Recordo muitas vezes a frase de Gilles Deleuze: “não é caso para temer ou esperar, mas sim procurar novas armas”. Recordo-a aceitando que essas armas, aludidas em contexto certo, não são as do foguetório dos Trump e dos Bolsonaro, aceitando todavia que os povos não devem andar armados – embora devam pegar em armas em nome da insurreição pela justiça que merecem-, nem são também as armas do Irão e dos enriquecimentos (do urânio e da conta bancária), nem dos fundamentalistas que prolongam na fraqueza e no derramamento de sangue a fraqueza da sua pobre existência.
A falar de armas, sejam as culturais, as que são alicerces firmes, as que transformam o ser humano de irracional em raciocínio.
Ao olhar para aqueles que refletem sobre o mundo da atualidade e deixando de fora os políticos, que são pequenos escravos dos seus objetivos e ambições, faço uma lista com dois grupos bem definidos: de um lado coloco os que constroem alternativas e dinâmicas de teor ecologista. A definição demonstra que a Ecologia é a especialidade da biologia que estuda o meio ambiente e os seres vivos que vivem nele, ou seja, é o estudo científico da distribuição e abundância dos seres vivos e das interações que determinam a sua distribuição. Do outro lado, alinho os profetas da desgraça, talvez um tudo nada realistas mas, no entanto e mesmo assim, profetas e catastróficos, desses que apregoam o fim do mundo, das espécies, de si mesmos.

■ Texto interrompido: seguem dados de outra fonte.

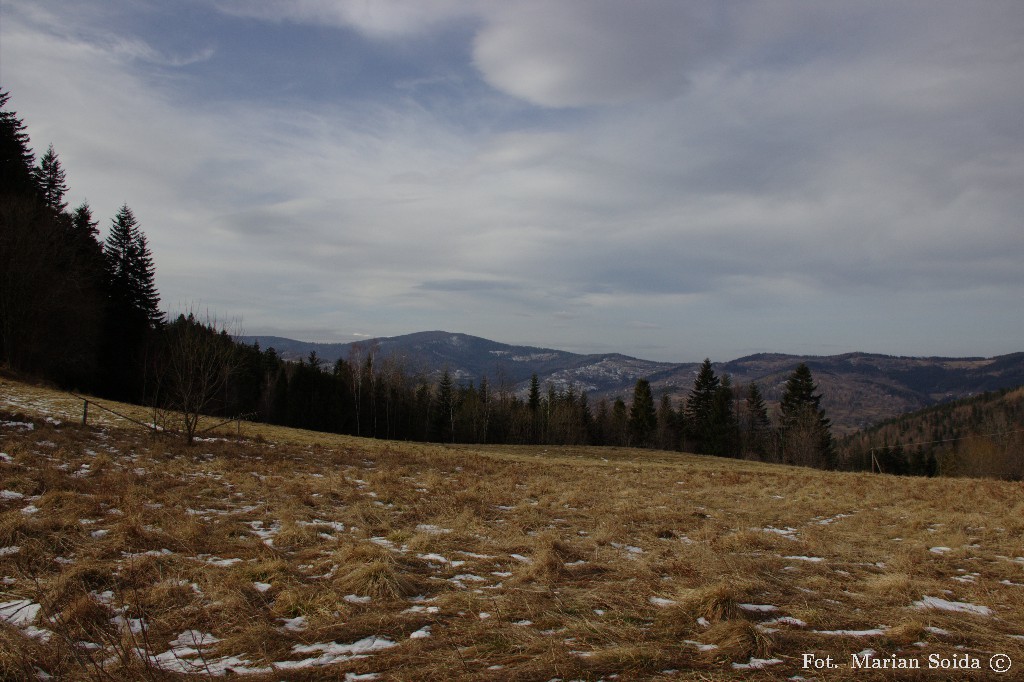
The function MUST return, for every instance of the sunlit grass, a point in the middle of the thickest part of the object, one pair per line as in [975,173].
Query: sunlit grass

Não há terceira coluna. Podia enchê-la de indiferentes e de ignorantes, abundam, mas por essa mesma dupla condição, de não se envolverem e de ignorarem, não merece qualquer categoria. São a classe dos que não têm classe. Assim, fico com duas colunas. Uma é criativa, construtora, inovadora, salvadora, capaz de se abeirar de pântanos sem fundo e dar-lhes notabilidade, uso, enquadramento, reciclando-os ou promovendo-os. Do outro lado, os profetas da desgraça, os traficantes de promessas, os promotores de notícias falsas e de becos sem saída. É uma luta dura, entre ambos.
Jacques Rancière disse há tempos que toda a história é uma história de desintegração.

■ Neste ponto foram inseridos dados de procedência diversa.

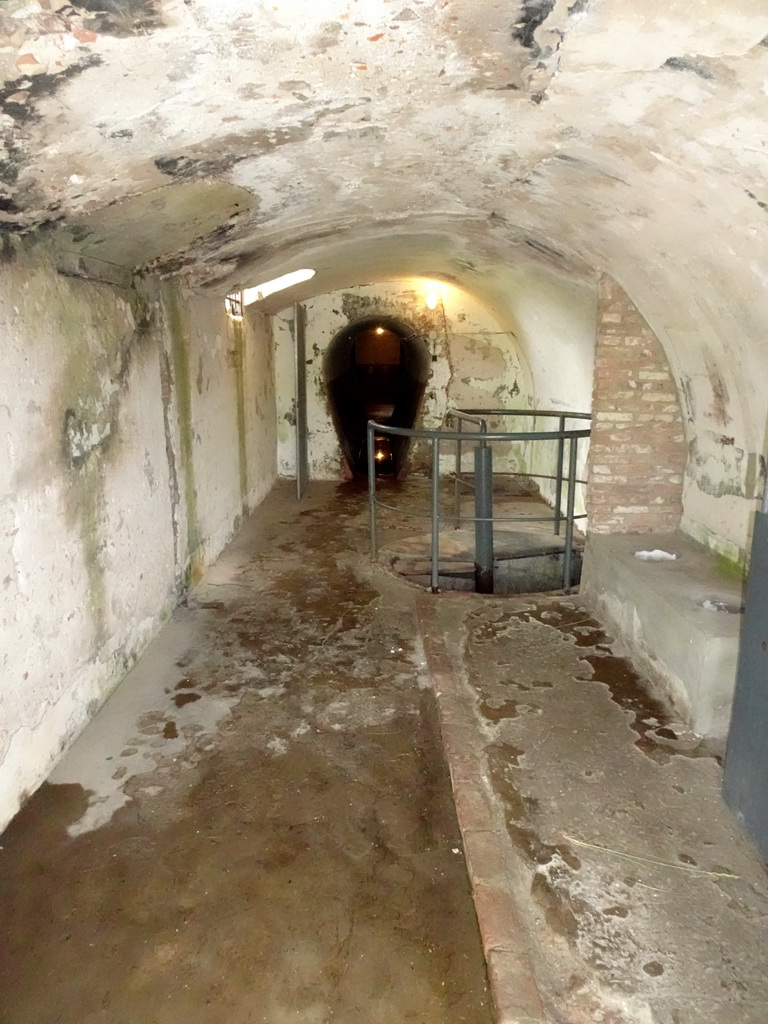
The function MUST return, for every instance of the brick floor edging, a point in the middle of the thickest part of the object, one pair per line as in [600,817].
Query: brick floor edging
[513,984]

Somos desintegrados, todos nós, vivemos em zonas esteticamente alienadas e sinistradas, esquecemos a sensibilidade do outro e fartamo-nos dos ecos que nos vão chegando, precipitando-nos em ações que por vezes são opostas às nossas convicções e nos colocam a um nível raso de cumplicidade com o lado que não merecia o nosso apoio. Somos todos vítimas culturais, diria. Do que somos individual e coletivamente.
Queremos o mundo que queremos. Mostram-nos o mundo que perdemos. Saltitamos do lado dos que apontam soluções para o lado dos que dizem não haver solução.
Não tememos nem esperamos. Só estamos desarmados. Por enquanto.